Zuckerman laid out those stats in his attempted prodding of the current large field of presidential candidates, and as a swipe at the Obama administration, but they serve as real reminders of why this so-called recovery doesn’t feel good to most people – and why we should be worried if another recession is only a year or two away.

Robots!

RobotMinimum wage scaremongering has grown so out of hand this week that people are now saying it will force companies to either eliminate full-time jobs or replace their employees with robots.

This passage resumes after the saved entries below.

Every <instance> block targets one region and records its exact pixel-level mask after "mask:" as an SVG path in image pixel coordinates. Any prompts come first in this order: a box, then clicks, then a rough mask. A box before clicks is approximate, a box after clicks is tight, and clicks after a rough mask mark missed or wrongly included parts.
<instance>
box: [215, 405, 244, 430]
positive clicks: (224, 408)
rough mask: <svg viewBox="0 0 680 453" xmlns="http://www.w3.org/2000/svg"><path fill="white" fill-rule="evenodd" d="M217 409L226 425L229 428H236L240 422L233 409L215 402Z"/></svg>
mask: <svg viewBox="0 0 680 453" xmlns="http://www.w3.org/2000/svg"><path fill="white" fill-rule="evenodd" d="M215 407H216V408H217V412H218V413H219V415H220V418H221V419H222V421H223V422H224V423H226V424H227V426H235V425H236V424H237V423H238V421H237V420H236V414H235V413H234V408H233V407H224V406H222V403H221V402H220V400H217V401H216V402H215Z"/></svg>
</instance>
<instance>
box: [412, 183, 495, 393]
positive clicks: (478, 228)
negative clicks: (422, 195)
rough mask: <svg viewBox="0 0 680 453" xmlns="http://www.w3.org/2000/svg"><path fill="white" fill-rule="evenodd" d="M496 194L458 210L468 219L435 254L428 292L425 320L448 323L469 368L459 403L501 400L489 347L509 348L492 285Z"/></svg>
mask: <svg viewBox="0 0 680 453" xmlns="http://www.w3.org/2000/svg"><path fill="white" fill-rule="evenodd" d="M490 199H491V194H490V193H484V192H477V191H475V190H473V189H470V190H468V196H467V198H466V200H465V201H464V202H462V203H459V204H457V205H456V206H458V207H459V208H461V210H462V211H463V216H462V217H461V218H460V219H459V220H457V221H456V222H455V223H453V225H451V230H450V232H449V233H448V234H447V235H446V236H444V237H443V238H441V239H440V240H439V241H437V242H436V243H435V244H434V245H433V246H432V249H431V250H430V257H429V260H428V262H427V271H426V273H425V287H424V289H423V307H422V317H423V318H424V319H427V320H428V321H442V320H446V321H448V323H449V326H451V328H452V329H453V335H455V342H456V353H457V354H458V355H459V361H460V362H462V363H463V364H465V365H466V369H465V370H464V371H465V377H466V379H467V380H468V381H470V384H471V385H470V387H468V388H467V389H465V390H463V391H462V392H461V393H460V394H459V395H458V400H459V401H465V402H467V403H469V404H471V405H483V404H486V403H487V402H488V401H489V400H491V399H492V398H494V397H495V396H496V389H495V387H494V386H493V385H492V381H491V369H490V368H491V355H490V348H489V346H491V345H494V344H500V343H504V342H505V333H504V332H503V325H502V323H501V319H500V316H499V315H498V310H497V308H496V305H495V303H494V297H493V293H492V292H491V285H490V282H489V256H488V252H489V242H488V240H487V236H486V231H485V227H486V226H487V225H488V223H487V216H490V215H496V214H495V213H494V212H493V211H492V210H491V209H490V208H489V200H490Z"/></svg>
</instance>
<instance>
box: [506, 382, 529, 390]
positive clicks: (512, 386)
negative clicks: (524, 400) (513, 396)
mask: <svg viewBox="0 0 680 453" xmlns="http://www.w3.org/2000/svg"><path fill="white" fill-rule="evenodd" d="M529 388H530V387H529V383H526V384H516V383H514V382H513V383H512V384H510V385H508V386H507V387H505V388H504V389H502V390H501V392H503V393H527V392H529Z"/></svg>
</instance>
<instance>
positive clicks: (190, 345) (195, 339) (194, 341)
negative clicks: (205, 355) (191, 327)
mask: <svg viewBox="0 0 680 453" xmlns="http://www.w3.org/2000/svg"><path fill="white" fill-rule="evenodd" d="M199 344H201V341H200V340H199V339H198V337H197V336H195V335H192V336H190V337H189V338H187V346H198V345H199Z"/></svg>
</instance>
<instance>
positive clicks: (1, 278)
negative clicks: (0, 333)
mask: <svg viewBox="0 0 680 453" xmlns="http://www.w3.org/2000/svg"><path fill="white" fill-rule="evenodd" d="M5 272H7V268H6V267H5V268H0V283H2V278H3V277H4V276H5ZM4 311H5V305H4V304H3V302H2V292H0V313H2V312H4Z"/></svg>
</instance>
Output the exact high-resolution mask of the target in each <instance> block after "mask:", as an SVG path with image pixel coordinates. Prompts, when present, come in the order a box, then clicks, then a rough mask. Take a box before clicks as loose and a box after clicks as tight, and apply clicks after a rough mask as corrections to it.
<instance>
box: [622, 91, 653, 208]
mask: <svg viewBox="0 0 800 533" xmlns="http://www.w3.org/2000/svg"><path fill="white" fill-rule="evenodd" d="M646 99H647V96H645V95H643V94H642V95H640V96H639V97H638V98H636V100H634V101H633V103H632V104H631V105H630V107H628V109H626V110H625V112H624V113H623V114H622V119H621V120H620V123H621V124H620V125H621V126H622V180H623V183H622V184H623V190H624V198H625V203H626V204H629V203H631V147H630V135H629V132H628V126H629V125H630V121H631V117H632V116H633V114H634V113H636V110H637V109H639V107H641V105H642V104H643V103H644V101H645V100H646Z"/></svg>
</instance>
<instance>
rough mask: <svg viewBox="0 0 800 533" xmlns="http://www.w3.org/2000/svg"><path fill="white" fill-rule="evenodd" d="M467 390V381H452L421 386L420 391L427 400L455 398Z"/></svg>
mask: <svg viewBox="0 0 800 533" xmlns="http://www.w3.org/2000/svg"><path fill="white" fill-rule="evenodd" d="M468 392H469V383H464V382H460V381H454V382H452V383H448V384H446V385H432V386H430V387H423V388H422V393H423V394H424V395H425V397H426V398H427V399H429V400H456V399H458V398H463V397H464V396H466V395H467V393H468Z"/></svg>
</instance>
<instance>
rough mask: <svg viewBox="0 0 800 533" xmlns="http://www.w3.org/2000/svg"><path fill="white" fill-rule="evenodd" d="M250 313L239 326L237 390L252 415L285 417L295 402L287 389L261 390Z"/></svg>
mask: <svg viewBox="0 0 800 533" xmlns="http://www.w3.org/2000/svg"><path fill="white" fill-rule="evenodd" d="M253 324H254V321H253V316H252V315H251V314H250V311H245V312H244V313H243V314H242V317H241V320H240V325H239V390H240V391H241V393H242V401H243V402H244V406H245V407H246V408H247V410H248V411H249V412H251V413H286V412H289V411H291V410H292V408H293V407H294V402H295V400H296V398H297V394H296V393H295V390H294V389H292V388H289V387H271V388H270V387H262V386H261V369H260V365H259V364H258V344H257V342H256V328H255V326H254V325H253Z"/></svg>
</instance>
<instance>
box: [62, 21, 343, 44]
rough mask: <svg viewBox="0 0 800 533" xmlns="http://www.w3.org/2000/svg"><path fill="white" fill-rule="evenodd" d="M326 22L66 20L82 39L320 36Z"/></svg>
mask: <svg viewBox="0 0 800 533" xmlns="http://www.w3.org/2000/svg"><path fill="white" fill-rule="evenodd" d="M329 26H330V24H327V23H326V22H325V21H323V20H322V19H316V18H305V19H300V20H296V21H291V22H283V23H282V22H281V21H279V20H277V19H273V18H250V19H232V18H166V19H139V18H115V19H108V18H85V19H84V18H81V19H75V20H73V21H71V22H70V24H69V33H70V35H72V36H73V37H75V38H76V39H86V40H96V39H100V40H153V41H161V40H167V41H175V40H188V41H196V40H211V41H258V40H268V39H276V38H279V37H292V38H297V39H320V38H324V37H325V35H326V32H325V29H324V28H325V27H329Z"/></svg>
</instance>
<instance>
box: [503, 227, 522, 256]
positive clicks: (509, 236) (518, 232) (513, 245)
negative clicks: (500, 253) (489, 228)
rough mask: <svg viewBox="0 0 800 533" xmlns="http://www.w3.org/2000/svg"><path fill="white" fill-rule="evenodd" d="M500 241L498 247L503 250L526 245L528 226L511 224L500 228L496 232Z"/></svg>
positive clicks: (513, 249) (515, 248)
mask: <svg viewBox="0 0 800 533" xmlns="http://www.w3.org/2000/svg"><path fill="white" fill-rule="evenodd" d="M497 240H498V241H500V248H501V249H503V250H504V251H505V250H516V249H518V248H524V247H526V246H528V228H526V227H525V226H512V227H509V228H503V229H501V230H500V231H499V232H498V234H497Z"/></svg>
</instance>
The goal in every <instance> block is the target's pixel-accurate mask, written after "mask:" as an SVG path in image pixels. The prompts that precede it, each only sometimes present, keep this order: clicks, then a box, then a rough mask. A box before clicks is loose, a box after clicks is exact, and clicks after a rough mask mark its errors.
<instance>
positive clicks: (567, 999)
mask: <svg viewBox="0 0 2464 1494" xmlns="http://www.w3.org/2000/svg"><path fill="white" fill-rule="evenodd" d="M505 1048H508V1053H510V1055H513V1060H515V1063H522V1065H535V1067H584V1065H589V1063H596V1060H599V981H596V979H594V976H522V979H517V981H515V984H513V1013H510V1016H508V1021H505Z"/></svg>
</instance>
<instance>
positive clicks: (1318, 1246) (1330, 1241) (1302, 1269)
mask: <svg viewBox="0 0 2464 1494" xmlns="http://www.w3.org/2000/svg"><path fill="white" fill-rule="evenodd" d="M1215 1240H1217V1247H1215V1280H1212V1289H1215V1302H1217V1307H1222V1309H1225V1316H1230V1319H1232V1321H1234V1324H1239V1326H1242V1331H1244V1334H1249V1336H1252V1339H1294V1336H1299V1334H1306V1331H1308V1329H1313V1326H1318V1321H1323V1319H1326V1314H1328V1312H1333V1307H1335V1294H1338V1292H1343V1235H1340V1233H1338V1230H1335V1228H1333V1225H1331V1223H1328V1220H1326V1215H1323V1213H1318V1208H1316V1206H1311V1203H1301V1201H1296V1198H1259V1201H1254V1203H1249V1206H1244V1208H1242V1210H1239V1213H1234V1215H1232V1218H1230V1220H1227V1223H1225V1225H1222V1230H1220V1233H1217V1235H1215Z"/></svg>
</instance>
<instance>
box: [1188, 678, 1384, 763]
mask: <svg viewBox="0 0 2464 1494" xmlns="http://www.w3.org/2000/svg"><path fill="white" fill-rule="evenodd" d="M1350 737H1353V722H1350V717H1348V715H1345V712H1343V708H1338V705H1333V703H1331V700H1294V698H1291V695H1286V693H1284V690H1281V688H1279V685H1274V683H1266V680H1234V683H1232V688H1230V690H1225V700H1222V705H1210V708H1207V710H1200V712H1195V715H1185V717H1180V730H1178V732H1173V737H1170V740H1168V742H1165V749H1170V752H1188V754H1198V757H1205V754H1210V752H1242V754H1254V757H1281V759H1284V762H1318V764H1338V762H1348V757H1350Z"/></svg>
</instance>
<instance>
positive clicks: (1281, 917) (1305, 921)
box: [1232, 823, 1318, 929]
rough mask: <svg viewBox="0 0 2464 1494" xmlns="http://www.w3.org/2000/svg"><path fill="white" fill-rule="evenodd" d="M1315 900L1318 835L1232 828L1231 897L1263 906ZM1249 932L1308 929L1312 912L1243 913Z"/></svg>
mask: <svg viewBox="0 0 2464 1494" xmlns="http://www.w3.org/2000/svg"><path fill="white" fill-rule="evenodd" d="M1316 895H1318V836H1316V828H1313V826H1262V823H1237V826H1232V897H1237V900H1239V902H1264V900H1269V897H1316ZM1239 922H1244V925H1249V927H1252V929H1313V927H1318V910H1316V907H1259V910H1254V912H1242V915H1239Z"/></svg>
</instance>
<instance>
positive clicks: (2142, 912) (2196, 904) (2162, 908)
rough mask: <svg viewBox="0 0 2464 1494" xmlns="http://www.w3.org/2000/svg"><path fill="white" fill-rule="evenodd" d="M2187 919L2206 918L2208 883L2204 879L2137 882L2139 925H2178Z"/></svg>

The Wall Street Journal, in a twisted way, is more-or-less rejecting this notion as it tries to help Republican presidential candidates who like to argue against raising the minimum wage … or make better investments in education.

Co-Exist writer Ben Schiller thinks automation – robots – could have an impact:

“Not all the implications are bad for workers. Factories for example may become cleaner and safer; workers won't have to complete so many repetitive and tedious tasks; there should be lots of new opportunities in designing, building, and repairing technology, including robots. At the same time, new forms of connectivity should allow us to work more remotely, more flexibly and more freely.

“But automation is also likely to penalize people without sophisticated skills, reduce benefits, and job security, and lead to a loss of job creation. All of which is likely to make workers increasingly resentful,” Schiller reported.

The irony in all of this is companies opposed to higher minimum wages will probably pay more than $15,080 (the annual take of a $7.25/hour minimum wage worker) to buy a robot and they’ll pay about that much to maintain, reprogram, and update said mechanical creature every year.